Sinus Inflammation May Inhibit Aspects of Brain Connectivity

NEW YORK (Reuters Health) – People with sinonasal inflammation show decreased functional brain connectivity, according to a small proof-of-concept study.

“We have known for a long time that patients with chronic rhinosinusitis suffer cognitive changes as a part of their condition,” Dr. Aria Jafari of the University of Washington, Seattle, told Reuters Health by email. “This study is the first to demonstrate measurable changes in brain activity associated with sinus inflammation and represents an important step forward in our understanding of the brain-sinus connection.”

In a paper in JAMA Otolaryngology-Head and Neck Surgery, Dr. Jafari and colleagues note that researchers have also reported that patients with chronic rhinosinusitis “exhibit worse performance on tests of reaction time, processing speed and selective attention.”

Collectively, these and other data, they say, “indicate that there may be a relatively unexplored putative link between the underlying inflammatory disease and higher order neural processing.”
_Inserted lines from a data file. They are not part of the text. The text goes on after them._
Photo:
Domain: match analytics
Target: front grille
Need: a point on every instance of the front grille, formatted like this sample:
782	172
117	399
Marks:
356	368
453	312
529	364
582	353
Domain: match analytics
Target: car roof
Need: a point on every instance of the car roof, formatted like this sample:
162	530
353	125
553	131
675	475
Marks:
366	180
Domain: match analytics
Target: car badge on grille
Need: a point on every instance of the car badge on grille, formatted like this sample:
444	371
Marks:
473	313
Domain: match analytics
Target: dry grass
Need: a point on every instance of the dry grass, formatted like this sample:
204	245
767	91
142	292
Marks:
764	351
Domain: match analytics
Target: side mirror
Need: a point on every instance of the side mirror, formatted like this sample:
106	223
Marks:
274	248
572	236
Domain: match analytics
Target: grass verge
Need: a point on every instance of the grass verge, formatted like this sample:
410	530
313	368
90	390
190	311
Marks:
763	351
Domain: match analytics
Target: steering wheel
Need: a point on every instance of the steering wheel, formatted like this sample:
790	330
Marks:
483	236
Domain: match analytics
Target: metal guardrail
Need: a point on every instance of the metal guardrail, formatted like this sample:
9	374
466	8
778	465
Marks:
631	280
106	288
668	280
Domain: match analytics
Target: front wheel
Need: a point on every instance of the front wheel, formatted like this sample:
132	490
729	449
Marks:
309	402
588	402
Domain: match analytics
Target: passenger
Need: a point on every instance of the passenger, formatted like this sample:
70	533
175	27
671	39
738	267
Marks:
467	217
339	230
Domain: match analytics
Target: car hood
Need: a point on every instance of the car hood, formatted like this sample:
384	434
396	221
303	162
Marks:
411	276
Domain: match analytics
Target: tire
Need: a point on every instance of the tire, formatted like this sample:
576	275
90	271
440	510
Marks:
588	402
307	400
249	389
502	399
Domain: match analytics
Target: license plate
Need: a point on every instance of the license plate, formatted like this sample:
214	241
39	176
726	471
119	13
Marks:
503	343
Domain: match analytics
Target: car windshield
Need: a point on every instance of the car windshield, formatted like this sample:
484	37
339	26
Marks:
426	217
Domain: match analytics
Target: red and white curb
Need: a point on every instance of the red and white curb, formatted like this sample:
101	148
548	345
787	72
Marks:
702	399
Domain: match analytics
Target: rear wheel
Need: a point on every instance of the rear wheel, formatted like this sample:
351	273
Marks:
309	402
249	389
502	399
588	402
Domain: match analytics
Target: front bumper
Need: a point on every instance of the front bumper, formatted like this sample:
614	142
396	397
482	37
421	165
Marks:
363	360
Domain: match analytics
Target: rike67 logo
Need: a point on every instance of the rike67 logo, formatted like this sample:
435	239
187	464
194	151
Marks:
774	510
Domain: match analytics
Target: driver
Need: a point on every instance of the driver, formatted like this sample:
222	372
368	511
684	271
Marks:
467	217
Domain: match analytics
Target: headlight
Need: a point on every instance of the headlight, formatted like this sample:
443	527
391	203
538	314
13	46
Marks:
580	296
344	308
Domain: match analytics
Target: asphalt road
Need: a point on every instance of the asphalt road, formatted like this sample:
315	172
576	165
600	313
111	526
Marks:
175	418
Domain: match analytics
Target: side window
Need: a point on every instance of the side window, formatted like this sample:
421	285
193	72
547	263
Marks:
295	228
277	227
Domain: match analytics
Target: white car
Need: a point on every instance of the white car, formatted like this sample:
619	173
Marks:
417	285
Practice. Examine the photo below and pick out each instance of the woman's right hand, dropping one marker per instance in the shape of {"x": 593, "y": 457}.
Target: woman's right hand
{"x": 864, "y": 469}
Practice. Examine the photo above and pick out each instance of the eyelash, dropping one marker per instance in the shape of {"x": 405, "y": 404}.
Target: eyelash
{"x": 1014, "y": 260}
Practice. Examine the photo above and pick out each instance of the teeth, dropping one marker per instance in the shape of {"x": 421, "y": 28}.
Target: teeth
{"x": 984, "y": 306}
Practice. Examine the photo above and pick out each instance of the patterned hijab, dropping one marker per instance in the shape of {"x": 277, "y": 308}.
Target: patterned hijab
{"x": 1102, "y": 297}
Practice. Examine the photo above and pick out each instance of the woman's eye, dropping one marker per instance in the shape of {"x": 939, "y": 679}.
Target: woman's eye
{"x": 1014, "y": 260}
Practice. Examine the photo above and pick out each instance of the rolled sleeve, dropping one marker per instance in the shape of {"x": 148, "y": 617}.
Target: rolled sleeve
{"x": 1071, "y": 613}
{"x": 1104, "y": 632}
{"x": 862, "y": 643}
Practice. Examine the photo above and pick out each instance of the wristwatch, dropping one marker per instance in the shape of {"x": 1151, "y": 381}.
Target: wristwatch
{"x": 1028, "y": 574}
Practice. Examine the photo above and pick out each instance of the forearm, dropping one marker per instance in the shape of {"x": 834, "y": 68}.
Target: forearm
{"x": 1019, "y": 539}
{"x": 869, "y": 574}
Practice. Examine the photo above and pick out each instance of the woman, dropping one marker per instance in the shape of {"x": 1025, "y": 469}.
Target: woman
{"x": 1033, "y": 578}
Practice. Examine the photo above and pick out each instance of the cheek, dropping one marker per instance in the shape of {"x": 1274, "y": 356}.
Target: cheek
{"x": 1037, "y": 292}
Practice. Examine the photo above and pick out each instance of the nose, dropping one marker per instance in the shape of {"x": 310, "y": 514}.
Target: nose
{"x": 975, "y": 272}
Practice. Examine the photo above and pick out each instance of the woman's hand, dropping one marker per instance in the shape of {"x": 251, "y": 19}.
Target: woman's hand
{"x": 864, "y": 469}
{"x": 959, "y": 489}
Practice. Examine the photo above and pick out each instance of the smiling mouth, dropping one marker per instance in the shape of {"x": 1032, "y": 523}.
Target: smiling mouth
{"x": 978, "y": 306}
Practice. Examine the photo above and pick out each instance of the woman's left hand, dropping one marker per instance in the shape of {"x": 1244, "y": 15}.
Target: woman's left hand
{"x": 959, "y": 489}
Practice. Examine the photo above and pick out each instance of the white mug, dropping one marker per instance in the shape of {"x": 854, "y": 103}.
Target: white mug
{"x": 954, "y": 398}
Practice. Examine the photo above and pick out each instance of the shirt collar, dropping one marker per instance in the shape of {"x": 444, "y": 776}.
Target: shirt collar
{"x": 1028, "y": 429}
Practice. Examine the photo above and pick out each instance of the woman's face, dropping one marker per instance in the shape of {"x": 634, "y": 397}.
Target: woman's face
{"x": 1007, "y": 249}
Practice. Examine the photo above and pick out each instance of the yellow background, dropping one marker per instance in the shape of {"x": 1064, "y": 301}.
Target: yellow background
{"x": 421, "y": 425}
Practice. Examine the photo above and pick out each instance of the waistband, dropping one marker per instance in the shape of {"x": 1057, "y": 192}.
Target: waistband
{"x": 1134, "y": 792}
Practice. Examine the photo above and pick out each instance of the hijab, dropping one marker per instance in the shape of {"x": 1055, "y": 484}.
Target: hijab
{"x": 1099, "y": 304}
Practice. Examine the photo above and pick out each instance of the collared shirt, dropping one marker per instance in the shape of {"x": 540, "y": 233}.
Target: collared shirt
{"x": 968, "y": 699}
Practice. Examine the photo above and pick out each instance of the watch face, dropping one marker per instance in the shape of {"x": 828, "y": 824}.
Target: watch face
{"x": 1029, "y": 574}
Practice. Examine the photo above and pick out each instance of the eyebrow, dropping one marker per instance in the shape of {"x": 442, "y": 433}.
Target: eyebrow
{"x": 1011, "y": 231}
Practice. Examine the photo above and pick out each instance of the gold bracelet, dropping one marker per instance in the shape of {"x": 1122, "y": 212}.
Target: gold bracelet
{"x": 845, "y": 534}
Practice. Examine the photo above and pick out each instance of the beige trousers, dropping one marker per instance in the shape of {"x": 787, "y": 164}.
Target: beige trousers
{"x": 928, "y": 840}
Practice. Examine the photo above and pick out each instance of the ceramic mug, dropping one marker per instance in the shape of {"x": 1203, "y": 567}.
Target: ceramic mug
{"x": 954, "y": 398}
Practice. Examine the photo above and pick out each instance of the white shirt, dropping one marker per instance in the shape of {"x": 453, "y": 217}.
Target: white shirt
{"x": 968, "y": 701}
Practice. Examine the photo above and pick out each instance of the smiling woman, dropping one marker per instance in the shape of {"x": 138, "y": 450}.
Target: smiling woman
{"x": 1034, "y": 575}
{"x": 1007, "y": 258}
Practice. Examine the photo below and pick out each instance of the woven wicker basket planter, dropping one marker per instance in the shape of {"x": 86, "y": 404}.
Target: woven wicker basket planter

To investigate further, the researchers examined resting-state functional magnetic resonance imaging data from the Human Connectome Project. This was used to examine the functional brain connectivity profile of brain networks involved in cognitive processing in participants with sinonasal inflammation compared with healthy controls.

The comparison comprised 22 patients with chronic rhinosinusitis and 22 healthy controls ranging in age from 22 to 35 years. Those with sinonasal inflammation showed decreased brain connectivity within the frontoparietal network, a major functional hub. This network, say the researchers, “is of particular significance for its critical role in cognitive performance and control.”

The effects were dose dependent in that the magnitude of these differences increased with inflammation severity. However, overall cognitive status, as assessed by standard tests was similar between groups. Self-reported sleep quality also did not differ. In addition, analysis of a variety of National Institutes of Health Toolbox Cognition Battery results did not suggest any differences in cognitive assessment.

The researchers concede that “the results are based on a cohort of young, cognitively normal participants identified radiographically from a large database, rather than by clinical examination and history.”

Still, they conclude, “This study provides several important insights into potential neural correlates of cognitive dysfunction seen in sinonasal inflammation.”

“Future work,” Dr. Aria added, “will focus on understanding this relationship on a more molecular level and ultimately help direct treatments to address all aspects of this complex condition.”